HEAT-TRANSFER ENHANCEMENT AND DRAG BY LONGITUDINAL VORTEX GENERATORS IN CHANNEL FLOW

Triangular and rectangular longitudinal vortex generators were formed by punching small pieces out of flat plate fins so that they stuck out of the plates and formed an angle (angle of attack) with the main flow direction. The fins were mounted on to of each other to form channels, each representing an idealization of a gas-side element of a compact heat exchanger. The effects of single-vortex generators on flow structure, flow losses, and heat transfer were investigated. The vortex structure was observed, the drag-a measure of flow losses-was measured by a balance, and the local heat transfer coefficient was obtained from unsteady liquid crystal thermography. Vortex generator geometry, angle of attack, and Reynolds number were varied. Stable longitudinal vortices were found up to much higher angles of attack than for corresponding wings in a free stream.

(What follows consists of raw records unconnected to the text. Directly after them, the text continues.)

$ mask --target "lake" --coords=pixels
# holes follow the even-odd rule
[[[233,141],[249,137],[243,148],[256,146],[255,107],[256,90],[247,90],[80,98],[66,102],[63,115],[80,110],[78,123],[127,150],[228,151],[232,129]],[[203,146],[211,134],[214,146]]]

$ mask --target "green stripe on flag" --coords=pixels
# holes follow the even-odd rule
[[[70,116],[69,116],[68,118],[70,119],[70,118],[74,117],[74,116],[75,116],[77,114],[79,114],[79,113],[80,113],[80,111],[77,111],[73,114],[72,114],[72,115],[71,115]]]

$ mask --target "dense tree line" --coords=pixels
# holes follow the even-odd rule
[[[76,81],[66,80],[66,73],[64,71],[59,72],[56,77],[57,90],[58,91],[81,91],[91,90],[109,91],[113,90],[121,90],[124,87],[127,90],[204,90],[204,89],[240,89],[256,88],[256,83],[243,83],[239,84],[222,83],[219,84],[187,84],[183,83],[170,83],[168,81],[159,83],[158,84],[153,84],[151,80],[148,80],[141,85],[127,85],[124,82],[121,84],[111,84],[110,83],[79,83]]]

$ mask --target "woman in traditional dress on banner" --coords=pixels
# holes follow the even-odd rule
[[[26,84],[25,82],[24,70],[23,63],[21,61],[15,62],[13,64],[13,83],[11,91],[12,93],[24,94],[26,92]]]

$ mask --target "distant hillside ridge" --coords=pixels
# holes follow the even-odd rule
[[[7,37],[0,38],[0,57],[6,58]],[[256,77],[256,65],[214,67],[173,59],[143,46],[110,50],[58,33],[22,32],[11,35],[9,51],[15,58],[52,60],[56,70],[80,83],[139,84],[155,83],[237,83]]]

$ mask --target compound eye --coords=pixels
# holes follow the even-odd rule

The drag induced by the vortex generators was found to be proportional to the projected area and independent of the shape and the Reynolds number. Local heat transfer augmentation of several hundred percent and mean heat transfer enhancement of more than 50% over an area more than 50 times the vortex generator area were achieved. The heat transfer enhancement per unit vortex generator area was highest for delta wings followed by delta winglets and rectangular winglets.